Twenty years ago, America was not obliged to give the Afghan population all these false hopes. After the fall of Kabul to its Tajik and Uzbek allies in the Northern Alliance on 13 November 2001, it could have been content to purge the country of the internationalist Arab Islamist fighters who had attacked it on 11 September and then walk away.

She freely made a more ambitious choice. Perhaps too ambitious. It was at the international conference she had convened in Bonn on 5 December 2001. She proclaimed that she would “rebuild, democratise and develop” Afghanistan. Thinking herself, at the time, far superior to the Soviet Union of the 1980s, she imagined that she would easily succeed. It seriously underestimated the scale and difficulty of the task.

But once you’ve taken over a country, once you’ve created a new ecosystem, it’s very dangerous to rush. All the American generals have said so. It was not very expensive to keep at least the big air base at Bagram, an effective military tool. And yet Trump and Biden were obstinate in their desire for a rapid and total departure.

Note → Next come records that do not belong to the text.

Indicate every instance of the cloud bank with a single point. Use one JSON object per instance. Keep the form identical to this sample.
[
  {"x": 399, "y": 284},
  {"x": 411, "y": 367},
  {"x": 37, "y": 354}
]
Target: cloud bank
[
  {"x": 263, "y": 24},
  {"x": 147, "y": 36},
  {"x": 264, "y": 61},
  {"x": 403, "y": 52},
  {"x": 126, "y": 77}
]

The former because he is fundamentally hostile to any external intervention. The latter because his diplomacy is in line with his domestic policy, which is to win back the electoral votes of the “blue collars”, the white workers seduced by Trumpism and isolationism.

Due to the progress of its war surgery, the US army in operations today has proportionally far fewer casualties than it had during its Vietnam War (1964-1975). But it has many more maimed. It is their spectacle that is becoming less and less palatable to the middle classes in small town America.

Domestic politics is the worst advisor to foreign policy, which is a long-term process, not an electoral one. The fall of Kabul will greatly weaken America’s hand in the world. The Iranians, Turks, Russians and Chinese will see America as a giant with feet of clay, incapable of strategic constancy. If I were Taiwanese, I would be very worried.

Trump and Biden have shared the same cowardice. America will bear the geopolitical consequences. They will be worse than its leaders ever imagined. Europe would do well to prepare for it.